When representing a compound type, think about how you would reverse the structure so that it could be used the other way round. For example, if you decide to dump the information out to another table or column structure, make sure that you add identifiers so that you can track the record it came from (which you’ll probably need anyway), and can reformat it back into that format. If you’ve split it out into multiple rows in a columnar store, make sure you know how to combine it back and deduplicate the information again if you need to send it the other way.

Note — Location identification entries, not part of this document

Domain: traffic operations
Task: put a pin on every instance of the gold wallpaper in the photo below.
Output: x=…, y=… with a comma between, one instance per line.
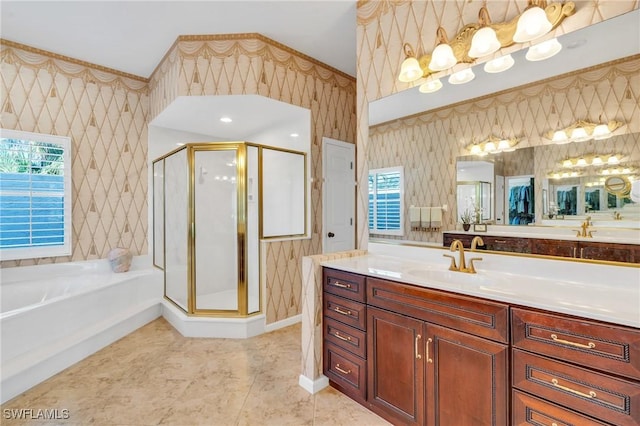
x=383, y=26
x=428, y=144
x=253, y=64
x=105, y=113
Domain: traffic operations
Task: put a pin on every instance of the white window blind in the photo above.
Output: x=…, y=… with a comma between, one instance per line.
x=35, y=195
x=386, y=201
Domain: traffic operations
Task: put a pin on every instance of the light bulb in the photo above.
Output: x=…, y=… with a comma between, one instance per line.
x=504, y=145
x=544, y=50
x=484, y=42
x=442, y=58
x=500, y=64
x=601, y=131
x=532, y=24
x=410, y=70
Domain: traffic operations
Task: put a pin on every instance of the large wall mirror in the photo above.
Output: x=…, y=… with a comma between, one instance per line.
x=533, y=185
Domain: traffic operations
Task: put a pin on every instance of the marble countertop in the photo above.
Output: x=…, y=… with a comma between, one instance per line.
x=601, y=292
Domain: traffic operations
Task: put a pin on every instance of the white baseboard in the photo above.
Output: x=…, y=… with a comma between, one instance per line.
x=313, y=386
x=284, y=323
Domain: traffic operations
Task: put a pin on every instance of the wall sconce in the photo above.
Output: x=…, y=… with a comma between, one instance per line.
x=442, y=57
x=410, y=69
x=583, y=131
x=484, y=38
x=533, y=23
x=493, y=145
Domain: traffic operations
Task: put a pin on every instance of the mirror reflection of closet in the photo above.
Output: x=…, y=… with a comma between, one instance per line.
x=519, y=199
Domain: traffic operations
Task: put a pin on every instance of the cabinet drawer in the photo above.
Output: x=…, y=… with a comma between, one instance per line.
x=528, y=410
x=345, y=337
x=346, y=370
x=604, y=397
x=605, y=347
x=345, y=310
x=479, y=317
x=343, y=284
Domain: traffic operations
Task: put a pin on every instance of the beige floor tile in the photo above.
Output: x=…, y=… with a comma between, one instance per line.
x=155, y=376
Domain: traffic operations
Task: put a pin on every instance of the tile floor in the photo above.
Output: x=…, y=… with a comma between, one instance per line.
x=155, y=376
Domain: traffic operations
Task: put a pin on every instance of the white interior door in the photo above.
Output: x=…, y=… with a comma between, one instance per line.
x=338, y=195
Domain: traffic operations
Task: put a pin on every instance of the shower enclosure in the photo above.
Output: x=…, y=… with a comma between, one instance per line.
x=212, y=205
x=206, y=228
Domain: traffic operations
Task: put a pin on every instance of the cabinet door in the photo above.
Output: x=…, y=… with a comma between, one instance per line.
x=467, y=381
x=554, y=247
x=395, y=355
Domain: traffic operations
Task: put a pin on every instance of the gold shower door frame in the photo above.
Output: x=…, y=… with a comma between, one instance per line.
x=242, y=264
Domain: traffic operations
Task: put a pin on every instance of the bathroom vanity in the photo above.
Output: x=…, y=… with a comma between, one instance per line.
x=421, y=345
x=573, y=247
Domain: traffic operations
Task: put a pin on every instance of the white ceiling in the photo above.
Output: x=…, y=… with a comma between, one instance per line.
x=133, y=36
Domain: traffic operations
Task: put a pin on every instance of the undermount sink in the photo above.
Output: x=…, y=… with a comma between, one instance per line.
x=449, y=277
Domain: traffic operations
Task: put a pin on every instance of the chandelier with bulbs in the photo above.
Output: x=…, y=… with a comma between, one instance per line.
x=484, y=38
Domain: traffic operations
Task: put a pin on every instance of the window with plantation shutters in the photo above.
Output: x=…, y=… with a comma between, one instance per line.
x=35, y=195
x=386, y=204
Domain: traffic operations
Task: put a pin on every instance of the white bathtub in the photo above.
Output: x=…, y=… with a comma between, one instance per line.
x=52, y=316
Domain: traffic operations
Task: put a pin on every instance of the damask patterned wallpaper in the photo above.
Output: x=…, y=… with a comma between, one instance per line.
x=105, y=112
x=428, y=144
x=384, y=26
x=253, y=64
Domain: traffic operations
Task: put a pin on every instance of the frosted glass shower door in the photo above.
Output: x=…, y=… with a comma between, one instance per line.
x=176, y=202
x=216, y=229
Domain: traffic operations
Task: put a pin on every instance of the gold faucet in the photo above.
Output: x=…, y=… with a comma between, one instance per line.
x=477, y=241
x=583, y=231
x=457, y=245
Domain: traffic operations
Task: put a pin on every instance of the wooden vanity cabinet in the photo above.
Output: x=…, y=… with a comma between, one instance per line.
x=435, y=358
x=580, y=368
x=344, y=332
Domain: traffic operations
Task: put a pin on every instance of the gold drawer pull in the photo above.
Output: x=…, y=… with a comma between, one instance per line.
x=339, y=284
x=341, y=370
x=346, y=339
x=429, y=340
x=340, y=311
x=590, y=395
x=589, y=345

The compound types are the most complex single field type here because there are so many opportunities for you to mess up the translation, but the same is also true for basic structural information, and even more so if you decide that you only want to transfer a smaller number of fields of data from one database to another. Either transfer everything, or transfer what you need and include information (like a unique identifier) so that you can associate it back with the data you extracted it from. Once you’ve lost the context of the information, it can be impossible to get it back and the result is a useless dataset.

Database Metadata

We’ve concentrated very heavily on the actualy data you are storing and want to work with, but what about metadata:

  • Sequences, current auto-increment values?
  • Whether you transfer or record these is going to depend on exactly how you want to use the information when it reaches your destination (or comes back).
  • How about the definition of the structure that you are using? Do you want to be able to share and use that? What happens when the structure changes. Do you want to track and identify those changes?
  • When doing a one-time export of information from one database to another you can be sure about the structure and what you expect to get from it. But what happens when you repeat the same export multiple times? Or when replicating?
  • If you are sharing data between two different systems and integrating them, knowing the sequence number may be irrelevant unless you can synchronize the generation of the number so that it can be used by the multiple databases in an effective manner. Perhaps your databases could use a better unique identification method, rather than relying on a monotonically increasing sequence number, such as UUIDs or using a central identifier registry?

How to address these different problems will be covered in later chapters, but it’s important to think about it here as it has a knock on effect to other areas. For example, when moving unstructured or document based databases into multiple separate tables, you need to identify and tie that information together, where a UUID is important, and it therefore becomes a critical part of the data structure that you swap.